Anthopoulos, qui s'est immiscé dans le monde du baseball professionnel en 2000 en acceptant de répondre bénévolement au courrier des joueurs des Expos, est revenu pour la toute première fois à l'endroit où son rêve a pris naissance, vendredi. Son sourire devait avoir le diamètre de l'anneau technique du Stade.

« Je viens juste de rencontrer John Wetteland pour la première fois. Il est venu dans le bureau de (l'entraîneur des Blue Jays) John Gibbons et il ne faisait que parler de l'équipe de 1994. Toutes les images de l'époque où j'étais un partisan qui ne vivait que pour cette équipe sont repassées dans ma tête. »

Et Anthopoulos n'est pas le seul nostalgique en ville. Une foule d'environ 46 000 spectateurs était attendue dans l'enceinte mal-aimée du quartier Hochelaga-Maisonneuve pour le premier de deux matchs sans aucune signification, vendredi. C'est beaucoup, mais pas autant que le nombre de billets qui avaient été vendus pour celui du lendemain.

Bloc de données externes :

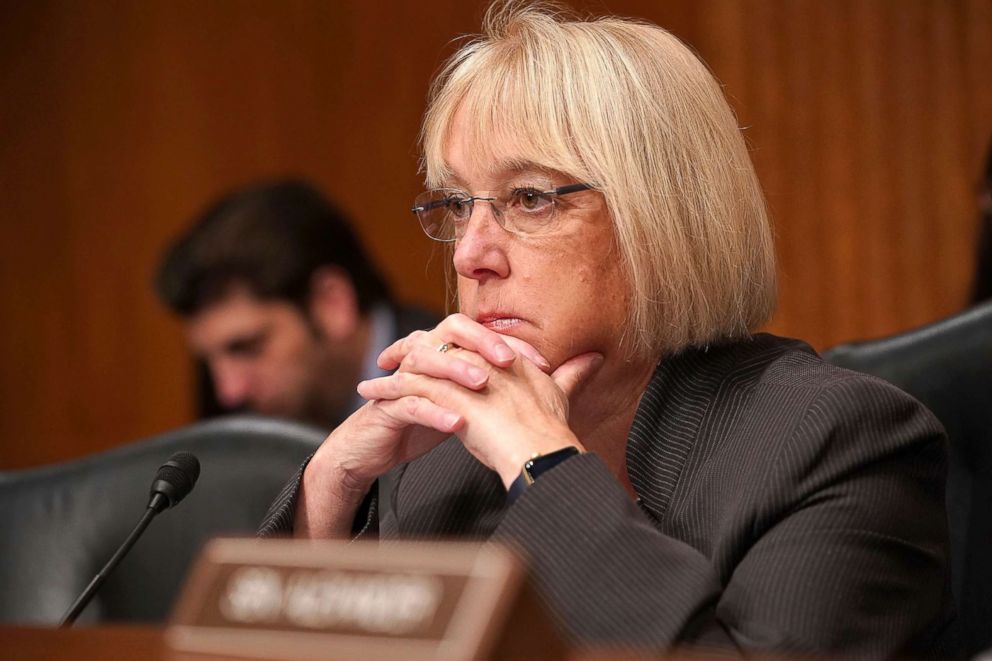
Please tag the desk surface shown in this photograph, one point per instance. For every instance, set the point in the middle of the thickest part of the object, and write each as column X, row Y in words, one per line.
column 138, row 642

« Toute la semaine, on a vu des images des Expos à la télévision. Tout le monde en ville parle de baseball. J'ai vu le terrain. Bientôt, les bancs vont commencer à se remplir et il va y avoir tellement de bruit. Ça me rend fier parce que tout le monde va regarder ça et va se dire 'wow!' »

« Pourquoi pas ici? »

Le bonheur d'Alex Anthopoulos est toutefois aigre-doux. Comblé de voir l'équipe qu'il a bâtie être accueillie à bras ouverts dans la cité qui l'a vu naître, il préférerait de loin observer à distance pendant qu'ici, on se préparerait aussi pour la vraie saison.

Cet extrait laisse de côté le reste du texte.